Y la retahíla de temazos no termina ahí, como demuestra, por ejemplo, ‘Turned Off’, probablemente mi favorita del conjunto por su fuerza, su rabia y su energía incontrolable. Es imposible mantenerse impasible ante semejante cañonazo sucio y macarra. ‘Why A Bitch Gotta Lie’ tiene ese toque histriónico y visceral que sólo ellos mismos pueden lograr que suene tan convincente y brutal, casi parece que tenemos a MC Ride al lado nuestro escupiendo sus versos y gritos mientras juguetean con su voz a base de efectos.

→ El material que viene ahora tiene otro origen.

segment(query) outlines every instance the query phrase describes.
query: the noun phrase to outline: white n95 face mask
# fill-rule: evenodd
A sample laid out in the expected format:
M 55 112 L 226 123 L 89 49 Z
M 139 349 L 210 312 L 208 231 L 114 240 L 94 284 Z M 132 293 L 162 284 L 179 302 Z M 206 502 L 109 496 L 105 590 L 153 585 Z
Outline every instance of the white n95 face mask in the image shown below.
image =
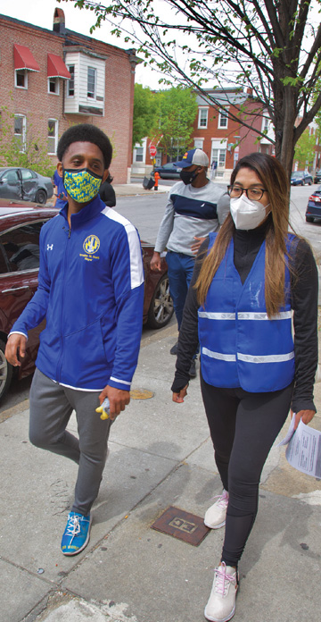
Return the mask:
M 244 194 L 238 198 L 231 198 L 230 212 L 235 228 L 249 230 L 259 227 L 268 215 L 266 209 L 268 206 L 269 203 L 263 206 L 259 201 L 252 201 Z

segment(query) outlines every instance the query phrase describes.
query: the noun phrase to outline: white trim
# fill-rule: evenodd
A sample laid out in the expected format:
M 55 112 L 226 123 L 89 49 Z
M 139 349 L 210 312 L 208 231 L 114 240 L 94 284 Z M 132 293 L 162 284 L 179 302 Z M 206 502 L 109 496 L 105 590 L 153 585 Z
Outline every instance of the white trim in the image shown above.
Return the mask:
M 130 287 L 134 290 L 144 283 L 144 269 L 142 261 L 142 248 L 140 245 L 140 240 L 138 233 L 132 224 L 127 218 L 124 218 L 120 214 L 115 212 L 111 207 L 105 207 L 102 214 L 103 214 L 107 218 L 115 221 L 122 224 L 125 228 L 128 247 L 129 247 L 129 261 L 130 261 Z M 117 381 L 118 382 L 118 381 Z
M 284 361 L 291 361 L 292 358 L 294 358 L 294 352 L 288 352 L 286 354 L 269 354 L 267 356 L 252 356 L 251 354 L 242 354 L 241 352 L 237 352 L 237 358 L 239 361 L 244 361 L 244 363 L 283 363 Z
M 213 350 L 209 350 L 207 348 L 202 349 L 202 354 L 205 354 L 210 358 L 217 358 L 219 361 L 227 361 L 228 363 L 235 363 L 236 361 L 236 357 L 235 354 L 222 354 L 222 352 L 213 352 Z
M 120 384 L 128 384 L 129 387 L 131 385 L 131 382 L 128 382 L 126 380 L 119 380 L 119 378 L 114 378 L 113 376 L 111 376 L 110 380 L 112 380 L 113 382 L 119 382 Z
M 206 317 L 208 320 L 235 320 L 235 313 L 212 313 L 210 311 L 199 311 L 199 317 Z
M 288 320 L 292 318 L 292 312 L 280 311 L 276 315 L 273 315 L 269 318 L 267 313 L 242 311 L 237 314 L 237 318 L 239 320 Z

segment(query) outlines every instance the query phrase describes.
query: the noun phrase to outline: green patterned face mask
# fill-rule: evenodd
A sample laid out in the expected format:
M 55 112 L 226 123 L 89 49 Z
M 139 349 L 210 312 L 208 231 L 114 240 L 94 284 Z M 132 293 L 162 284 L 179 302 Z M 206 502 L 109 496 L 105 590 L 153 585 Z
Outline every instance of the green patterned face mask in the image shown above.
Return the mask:
M 77 203 L 88 203 L 98 194 L 103 176 L 88 169 L 63 169 L 63 185 Z

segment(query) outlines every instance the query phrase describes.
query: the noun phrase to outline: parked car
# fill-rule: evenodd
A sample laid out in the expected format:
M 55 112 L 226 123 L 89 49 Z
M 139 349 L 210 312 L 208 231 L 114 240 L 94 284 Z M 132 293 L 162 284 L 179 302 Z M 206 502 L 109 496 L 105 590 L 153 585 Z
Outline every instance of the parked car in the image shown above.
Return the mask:
M 174 166 L 172 162 L 168 162 L 163 166 L 155 166 L 152 172 L 152 176 L 153 177 L 153 173 L 157 171 L 162 180 L 180 180 L 179 173 L 181 170 L 181 168 Z
M 312 175 L 305 171 L 294 171 L 291 175 L 292 186 L 304 186 L 308 183 L 309 186 L 313 183 Z
M 0 199 L 0 399 L 8 390 L 13 373 L 19 378 L 32 374 L 45 321 L 29 332 L 21 366 L 12 368 L 4 357 L 8 334 L 13 323 L 31 299 L 37 287 L 39 233 L 44 223 L 58 213 L 54 207 L 22 201 Z M 142 242 L 144 272 L 144 324 L 165 326 L 173 315 L 167 264 L 161 271 L 151 270 L 153 246 Z
M 309 197 L 306 210 L 307 223 L 313 223 L 315 218 L 321 218 L 321 186 L 318 186 Z
M 16 166 L 0 168 L 0 198 L 44 204 L 54 194 L 53 181 L 38 172 Z
M 314 183 L 321 183 L 321 169 L 316 171 L 313 181 Z

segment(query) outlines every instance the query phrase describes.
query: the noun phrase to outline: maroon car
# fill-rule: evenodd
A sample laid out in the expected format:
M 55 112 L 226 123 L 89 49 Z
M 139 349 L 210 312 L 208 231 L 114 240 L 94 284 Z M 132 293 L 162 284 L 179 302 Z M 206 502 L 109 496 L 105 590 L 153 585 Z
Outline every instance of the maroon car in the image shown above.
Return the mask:
M 8 334 L 16 319 L 34 295 L 39 267 L 39 233 L 44 223 L 56 215 L 54 207 L 26 201 L 0 199 L 0 399 L 10 386 L 12 373 L 19 378 L 32 374 L 45 321 L 29 331 L 26 357 L 14 369 L 4 357 Z M 151 271 L 153 246 L 142 242 L 144 272 L 144 324 L 165 326 L 173 315 L 167 265 L 161 272 Z

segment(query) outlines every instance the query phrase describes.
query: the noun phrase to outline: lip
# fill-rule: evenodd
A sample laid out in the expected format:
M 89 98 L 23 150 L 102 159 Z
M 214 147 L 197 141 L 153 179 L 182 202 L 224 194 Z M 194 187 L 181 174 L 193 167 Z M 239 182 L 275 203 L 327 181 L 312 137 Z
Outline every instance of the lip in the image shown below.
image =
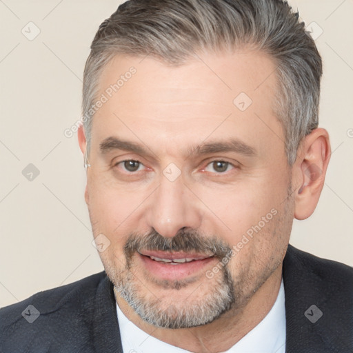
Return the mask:
M 188 277 L 195 276 L 205 270 L 205 268 L 216 259 L 211 255 L 196 253 L 165 252 L 160 251 L 138 252 L 138 257 L 143 263 L 145 270 L 150 272 L 154 277 L 161 280 L 182 280 Z M 152 260 L 150 256 L 164 259 L 194 259 L 190 262 L 174 263 L 163 263 Z

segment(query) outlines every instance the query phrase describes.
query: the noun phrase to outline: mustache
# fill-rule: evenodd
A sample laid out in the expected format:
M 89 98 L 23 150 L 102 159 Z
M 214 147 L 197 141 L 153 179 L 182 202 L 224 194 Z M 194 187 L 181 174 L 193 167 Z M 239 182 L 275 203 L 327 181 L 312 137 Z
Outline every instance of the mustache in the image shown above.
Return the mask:
M 131 259 L 134 252 L 142 250 L 168 252 L 196 252 L 219 259 L 232 252 L 230 246 L 216 236 L 205 236 L 194 230 L 181 230 L 174 236 L 168 238 L 155 230 L 147 235 L 132 233 L 128 236 L 123 250 L 128 260 Z

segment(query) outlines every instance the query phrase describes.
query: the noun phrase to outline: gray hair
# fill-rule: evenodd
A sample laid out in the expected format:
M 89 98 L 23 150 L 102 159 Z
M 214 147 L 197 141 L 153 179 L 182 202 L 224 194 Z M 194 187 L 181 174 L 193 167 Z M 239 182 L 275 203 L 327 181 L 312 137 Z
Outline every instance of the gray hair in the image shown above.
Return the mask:
M 99 26 L 85 66 L 87 154 L 99 78 L 116 54 L 148 54 L 179 65 L 203 50 L 245 46 L 267 53 L 276 65 L 273 108 L 292 165 L 303 138 L 318 126 L 322 62 L 299 13 L 282 0 L 129 0 L 120 5 Z

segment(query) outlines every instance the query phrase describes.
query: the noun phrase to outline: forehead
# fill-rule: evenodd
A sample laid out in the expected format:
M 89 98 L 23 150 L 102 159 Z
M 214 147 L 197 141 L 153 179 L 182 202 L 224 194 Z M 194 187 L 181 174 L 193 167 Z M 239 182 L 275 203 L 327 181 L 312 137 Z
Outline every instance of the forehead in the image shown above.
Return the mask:
M 203 53 L 178 66 L 117 55 L 100 77 L 98 96 L 105 101 L 94 115 L 92 140 L 123 134 L 134 142 L 154 136 L 149 143 L 195 144 L 211 134 L 235 134 L 261 148 L 261 138 L 282 135 L 272 109 L 275 70 L 270 57 L 249 50 Z

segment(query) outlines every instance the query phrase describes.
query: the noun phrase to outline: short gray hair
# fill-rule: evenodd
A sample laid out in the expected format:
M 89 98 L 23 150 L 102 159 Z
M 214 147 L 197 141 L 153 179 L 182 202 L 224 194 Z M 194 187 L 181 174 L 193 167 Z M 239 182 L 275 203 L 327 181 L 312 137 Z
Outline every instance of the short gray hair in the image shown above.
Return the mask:
M 322 62 L 299 14 L 282 0 L 129 0 L 99 26 L 83 73 L 82 114 L 90 153 L 99 78 L 116 54 L 150 55 L 179 65 L 203 50 L 248 46 L 276 65 L 277 99 L 290 165 L 303 138 L 316 128 Z M 231 69 L 231 68 L 230 68 Z

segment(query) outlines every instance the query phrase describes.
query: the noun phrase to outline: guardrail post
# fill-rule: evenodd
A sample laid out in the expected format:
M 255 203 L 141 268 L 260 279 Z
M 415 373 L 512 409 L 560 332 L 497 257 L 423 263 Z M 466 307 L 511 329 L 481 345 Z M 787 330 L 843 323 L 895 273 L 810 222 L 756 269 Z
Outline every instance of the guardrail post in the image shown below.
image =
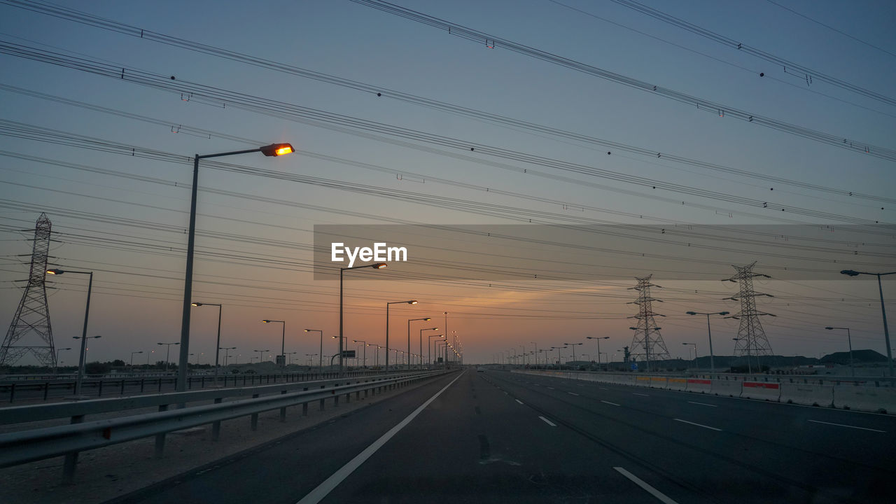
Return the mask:
M 220 397 L 215 397 L 215 404 L 221 404 L 221 398 Z M 221 422 L 220 422 L 220 421 L 219 420 L 218 421 L 212 421 L 211 422 L 211 440 L 212 441 L 217 441 L 218 439 L 220 438 L 220 436 L 221 436 Z
M 81 423 L 84 421 L 84 415 L 78 414 L 72 417 L 71 423 Z M 65 462 L 62 465 L 63 484 L 72 484 L 74 481 L 74 468 L 78 465 L 78 452 L 65 454 Z
M 161 378 L 159 378 L 159 382 L 160 381 Z M 168 404 L 159 404 L 159 411 L 167 412 Z M 162 432 L 161 434 L 156 434 L 156 454 L 155 454 L 156 458 L 161 458 L 162 452 L 164 451 L 165 451 L 165 433 Z
M 258 394 L 253 394 L 252 398 L 258 397 Z M 258 430 L 258 413 L 252 413 L 252 430 Z

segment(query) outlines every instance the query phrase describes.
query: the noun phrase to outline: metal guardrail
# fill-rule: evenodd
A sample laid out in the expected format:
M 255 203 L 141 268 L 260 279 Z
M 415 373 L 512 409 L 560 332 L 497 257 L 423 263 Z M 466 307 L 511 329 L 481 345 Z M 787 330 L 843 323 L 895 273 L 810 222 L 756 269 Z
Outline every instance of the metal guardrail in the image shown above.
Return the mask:
M 356 398 L 359 399 L 362 392 L 366 397 L 370 391 L 375 394 L 377 391 L 382 391 L 383 387 L 403 387 L 415 381 L 440 376 L 445 372 L 449 371 L 415 373 L 390 378 L 371 378 L 362 380 L 360 383 L 334 385 L 329 388 L 310 389 L 309 387 L 308 390 L 292 393 L 283 390 L 283 386 L 280 385 L 277 387 L 264 387 L 272 392 L 270 395 L 260 396 L 261 391 L 256 388 L 250 390 L 250 392 L 253 392 L 252 398 L 228 403 L 220 403 L 221 393 L 227 391 L 227 389 L 221 389 L 214 391 L 218 393 L 218 396 L 214 398 L 215 404 L 213 404 L 170 411 L 167 408 L 168 404 L 185 403 L 188 400 L 201 400 L 191 399 L 191 397 L 199 396 L 199 395 L 211 397 L 214 394 L 212 391 L 166 394 L 164 395 L 164 399 L 167 404 L 160 404 L 160 411 L 158 413 L 86 422 L 80 422 L 78 421 L 79 422 L 73 422 L 69 425 L 0 434 L 0 467 L 8 467 L 65 455 L 66 456 L 63 469 L 63 479 L 65 482 L 71 482 L 74 475 L 77 456 L 81 451 L 156 436 L 156 456 L 160 456 L 164 449 L 164 436 L 168 432 L 211 423 L 211 438 L 212 440 L 217 440 L 220 421 L 225 420 L 247 415 L 251 416 L 252 430 L 254 430 L 257 427 L 258 413 L 260 413 L 280 409 L 280 419 L 283 420 L 286 416 L 286 408 L 289 406 L 302 404 L 303 414 L 307 414 L 307 404 L 314 401 L 320 401 L 321 408 L 323 409 L 324 401 L 327 399 L 332 399 L 334 404 L 338 405 L 339 398 L 343 395 L 346 397 L 346 402 L 349 402 L 352 394 L 355 394 Z M 346 380 L 343 379 L 340 381 L 344 382 Z M 275 393 L 278 390 L 280 391 L 280 394 Z M 242 392 L 245 395 L 246 390 L 243 389 Z M 139 400 L 144 398 L 134 397 L 133 399 Z M 90 402 L 80 403 L 80 404 L 85 404 L 86 403 Z M 92 403 L 98 402 L 92 401 Z M 24 411 L 29 408 L 38 411 L 39 408 L 49 408 L 52 406 L 56 406 L 56 404 L 20 406 L 7 408 L 2 410 L 2 412 L 10 409 L 21 409 Z M 22 413 L 20 411 L 16 414 L 19 415 Z M 65 416 L 67 416 L 67 414 Z M 73 416 L 73 421 L 75 421 L 75 418 Z
M 347 376 L 349 377 L 362 377 L 362 376 L 376 376 L 382 375 L 382 371 L 375 371 L 372 369 L 361 370 L 361 371 L 349 371 Z M 338 371 L 324 371 L 314 372 L 314 373 L 286 373 L 286 374 L 254 374 L 254 373 L 241 373 L 241 374 L 220 374 L 215 377 L 214 375 L 193 375 L 187 378 L 186 387 L 187 389 L 192 388 L 204 388 L 206 387 L 217 387 L 218 385 L 223 385 L 227 387 L 228 384 L 232 383 L 233 387 L 238 387 L 238 384 L 242 383 L 243 386 L 254 385 L 255 382 L 259 384 L 265 383 L 280 383 L 284 381 L 307 381 L 309 379 L 314 378 L 337 378 L 339 376 Z M 39 391 L 42 393 L 42 399 L 44 401 L 47 400 L 49 397 L 58 395 L 53 395 L 50 394 L 51 391 L 68 393 L 69 391 L 74 390 L 73 378 L 71 379 L 26 379 L 26 380 L 12 380 L 4 381 L 0 380 L 0 400 L 4 402 L 13 403 L 16 399 L 16 393 L 22 393 L 25 391 Z M 159 375 L 159 376 L 120 376 L 120 377 L 104 377 L 94 379 L 85 379 L 82 383 L 82 393 L 85 393 L 85 389 L 90 389 L 90 394 L 95 394 L 97 397 L 102 397 L 104 391 L 107 395 L 111 392 L 112 395 L 123 395 L 125 393 L 125 388 L 130 386 L 136 387 L 140 386 L 140 394 L 151 393 L 153 389 L 155 392 L 161 393 L 162 388 L 171 388 L 174 389 L 177 386 L 177 378 L 173 375 Z M 8 399 L 4 397 L 5 394 L 9 394 Z M 34 397 L 37 398 L 37 397 Z
M 392 375 L 394 378 L 408 376 Z M 253 395 L 265 395 L 282 393 L 283 391 L 295 391 L 297 389 L 306 389 L 309 387 L 320 388 L 340 383 L 349 383 L 356 380 L 365 382 L 376 381 L 386 378 L 384 375 L 371 377 L 346 377 L 342 378 L 323 379 L 314 381 L 298 381 L 278 383 L 275 385 L 263 385 L 258 387 L 233 387 L 233 388 L 211 388 L 205 390 L 195 390 L 187 392 L 169 392 L 166 394 L 151 394 L 146 395 L 132 395 L 127 397 L 110 397 L 107 399 L 87 399 L 65 403 L 51 403 L 47 404 L 30 404 L 22 406 L 9 406 L 0 408 L 0 425 L 10 423 L 20 423 L 25 421 L 36 421 L 41 420 L 50 420 L 65 417 L 83 417 L 90 414 L 110 413 L 117 411 L 134 410 L 138 408 L 147 408 L 161 406 L 167 404 L 179 404 L 185 403 L 195 403 L 199 401 L 211 401 L 214 399 L 223 399 L 225 397 L 249 396 Z M 361 383 L 361 381 L 356 381 Z

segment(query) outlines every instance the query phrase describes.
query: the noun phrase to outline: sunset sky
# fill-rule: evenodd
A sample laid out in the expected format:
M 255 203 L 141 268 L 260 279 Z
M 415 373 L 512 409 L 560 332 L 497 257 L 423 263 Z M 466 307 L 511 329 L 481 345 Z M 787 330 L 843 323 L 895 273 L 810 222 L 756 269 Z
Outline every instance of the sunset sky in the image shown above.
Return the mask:
M 596 360 L 586 336 L 609 336 L 618 361 L 630 288 L 652 274 L 672 356 L 685 342 L 706 355 L 705 317 L 685 312 L 737 313 L 721 281 L 755 261 L 775 354 L 846 351 L 826 326 L 884 353 L 876 281 L 839 272 L 896 271 L 896 4 L 394 4 L 427 26 L 362 4 L 0 1 L 0 325 L 27 277 L 23 230 L 45 212 L 51 267 L 94 272 L 88 334 L 103 337 L 88 361 L 164 359 L 157 343 L 180 339 L 193 156 L 289 142 L 285 157 L 201 162 L 193 300 L 223 305 L 221 346 L 241 362 L 279 352 L 280 325 L 262 319 L 286 321 L 294 360 L 318 352 L 305 328 L 335 353 L 338 280 L 314 275 L 324 224 L 428 230 L 396 244 L 408 263 L 346 273 L 349 339 L 384 344 L 386 302 L 418 300 L 392 305 L 391 346 L 430 317 L 412 323 L 416 352 L 449 312 L 468 363 L 533 343 L 587 342 L 576 352 Z M 511 224 L 519 239 L 445 230 Z M 87 279 L 49 280 L 56 346 L 75 346 Z M 190 352 L 213 361 L 217 309 L 192 317 Z M 732 354 L 737 321 L 712 324 L 715 353 Z

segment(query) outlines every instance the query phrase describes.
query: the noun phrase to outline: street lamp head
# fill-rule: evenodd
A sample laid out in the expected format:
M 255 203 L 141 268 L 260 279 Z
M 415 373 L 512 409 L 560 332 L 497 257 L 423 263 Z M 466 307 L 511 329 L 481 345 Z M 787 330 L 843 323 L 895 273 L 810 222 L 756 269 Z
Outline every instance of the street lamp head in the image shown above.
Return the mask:
M 265 156 L 282 156 L 291 154 L 296 151 L 289 143 L 271 143 L 258 149 Z

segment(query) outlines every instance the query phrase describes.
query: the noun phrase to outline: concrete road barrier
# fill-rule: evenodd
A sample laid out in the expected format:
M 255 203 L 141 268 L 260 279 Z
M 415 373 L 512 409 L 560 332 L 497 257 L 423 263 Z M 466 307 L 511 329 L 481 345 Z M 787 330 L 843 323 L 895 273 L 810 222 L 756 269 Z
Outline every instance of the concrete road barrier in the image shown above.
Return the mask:
M 650 377 L 650 388 L 666 388 L 666 377 Z
M 705 378 L 687 378 L 688 392 L 699 392 L 701 394 L 710 394 L 712 380 Z
M 632 385 L 636 387 L 650 387 L 650 377 L 634 377 L 634 383 Z
M 711 380 L 710 392 L 716 395 L 728 395 L 729 397 L 740 397 L 741 384 L 743 382 L 733 379 L 714 379 Z
M 782 383 L 780 402 L 807 406 L 831 406 L 834 403 L 834 387 L 832 385 Z
M 838 408 L 896 414 L 896 389 L 882 387 L 833 387 L 833 404 Z
M 764 399 L 766 401 L 778 401 L 780 399 L 780 384 L 767 381 L 745 381 L 741 384 L 741 397 L 747 399 Z

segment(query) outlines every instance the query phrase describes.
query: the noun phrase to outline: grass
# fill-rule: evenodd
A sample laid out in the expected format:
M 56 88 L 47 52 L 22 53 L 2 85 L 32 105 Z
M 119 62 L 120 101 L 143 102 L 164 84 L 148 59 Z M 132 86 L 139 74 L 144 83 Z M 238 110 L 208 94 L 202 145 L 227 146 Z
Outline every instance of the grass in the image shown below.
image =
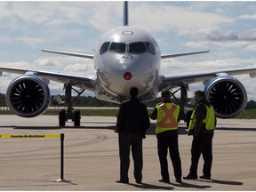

Death Grips reducen la experimentación abstracta y opta por ser más hardcore, más abrasivos y más destructivos

The Power That B’ es pura dinamita para nuestros oídos, una espectacular bola de demolición en forma de ruido penetrante y distorsionado, realizando cambios de ritmos que nos rompen la cintura por completo como al defensa tronco ante una elástica ejecuta a la perfección. Y si ves que tu cuerpo está moviéndose de manera incontrolada, probablemente es que esté sonando la adrenalítica ‘Beyond Alive’. Y como mejor muestra del estallido sonoro que son capaces de desplegar, ahí está ‘On GP’ con su alma más rockera.

8.2/10

En Jenny Death vemos a cada uno de los miembros desplegando su mejor juego, ya sea en las bases, en la percusión retumbante o en un MC Ride que parece brindarnos una de sus mejores exhibiciones en el micro. Probablemente sea el último disco de Death Grips, o tal vez no lo sean y están preparando su siguiente jugada maestra mientras escribo estas líneas, pero no cabe duda de que son epiquérrimos. No sólo por sus actos, también por su explosiva música, que en este disco alcanza uno de sus mejores niveles y consigue hacer estallar nuestras mentes con genialidad y extremismo.